Perception matters in terms of attracting work talent, funding, property values, and demographics. Heck, I’m kind of offended that Texas is ranked last because I have a number of private real estate investments in the state!
Even if we were able to live in every state in America, our experiences are different because of who we are and at what stage of life we're in at the time.
My life in Virginia was ho-hum as a high schooler, but got better as a college student. New York was a blast in my 20s, but I was too tired from working every day to enjoy it fully.
The annual World Happiness Report is also biased. Isn't it interesting how all the editors of the World Happiness Report are from the world's happiest countries? Yet, not one of the smartest countries in the world, as measured by IQ, ranks even in the top 30 countries in the world!
You would think, if people were so smart, they'd be able to get jobs in one of the 30 happier countries in the world to improve their lifestyles. This tells me humans will always be biased for their lived experiences, no matter how many “objective” criteria there are.
If the media organization ranking the worst states was based in Texas, you had better believe Texas would do better!
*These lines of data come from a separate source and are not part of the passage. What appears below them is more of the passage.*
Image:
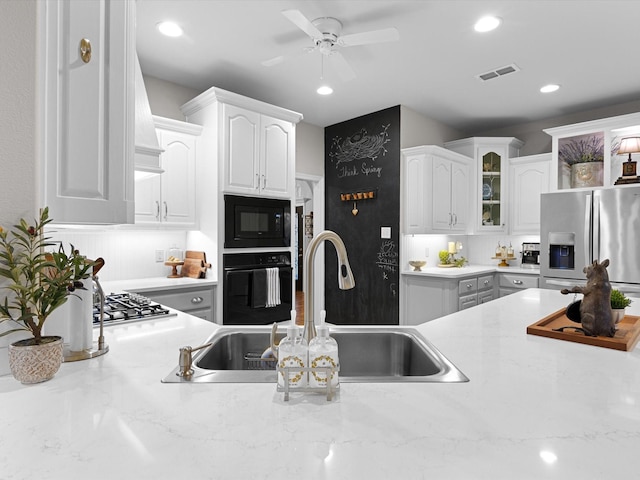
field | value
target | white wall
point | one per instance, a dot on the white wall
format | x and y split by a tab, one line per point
416	129
309	149
165	98
18	124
I'm Still Going With Hawaii As The Best State
As the son of a Hawaiian father, I've been visiting Hawaii since 1977. After living in Virginia, New York, and California for 32 years, I dare say the quality of life is much better in Hawaii. I've also visited about 30 other states.
However, career opportunities are much harder to come by in Hawaii. Similar jobs on the mainland US often pay 40% – 60% less. Meanwhile, the cost of food and shelter is much higher. Therefore, Hawaii may be in the bottom quartile for work opportunities.
For folks ages 45 and above, or who've accumulated a comfortable enough amount of wealth, Hawaii is my favorite state. I will absolutely retire in Hawaii once our kids go off to college. Before then, we plan to spend winters and summers in Hawaii during school break.
Make A Change If You Don't Like Where You Live
The best and worst states to live and work are subjective measurements with no absolute truths. It's kind of like Harvard University measuring Personal scores by race.
I'm sure there are plenty of people in Texas making good money and having great lifestyles. Just as I'm sure there are plenty of people who are struggling to get by in Vermont, CNBC's best-rated state.
If you dislike your state, find a way to move. Apply online for jobs in a new state. If money is tight, hop on a Greyhound bus and visit another state on your next vacation. The more we see of America, the more we can appreciate our great country.
Let's not get distracted by which state is better than another opinions. Instead, let's go out and explore more!
Do you agree with the worst states in America to live and work? Why or why not? For those of you who live in Texas, Oklahoma, Louisiana, etc, please share some great things about your state! Do you think CNBC is biased against Republican majority states?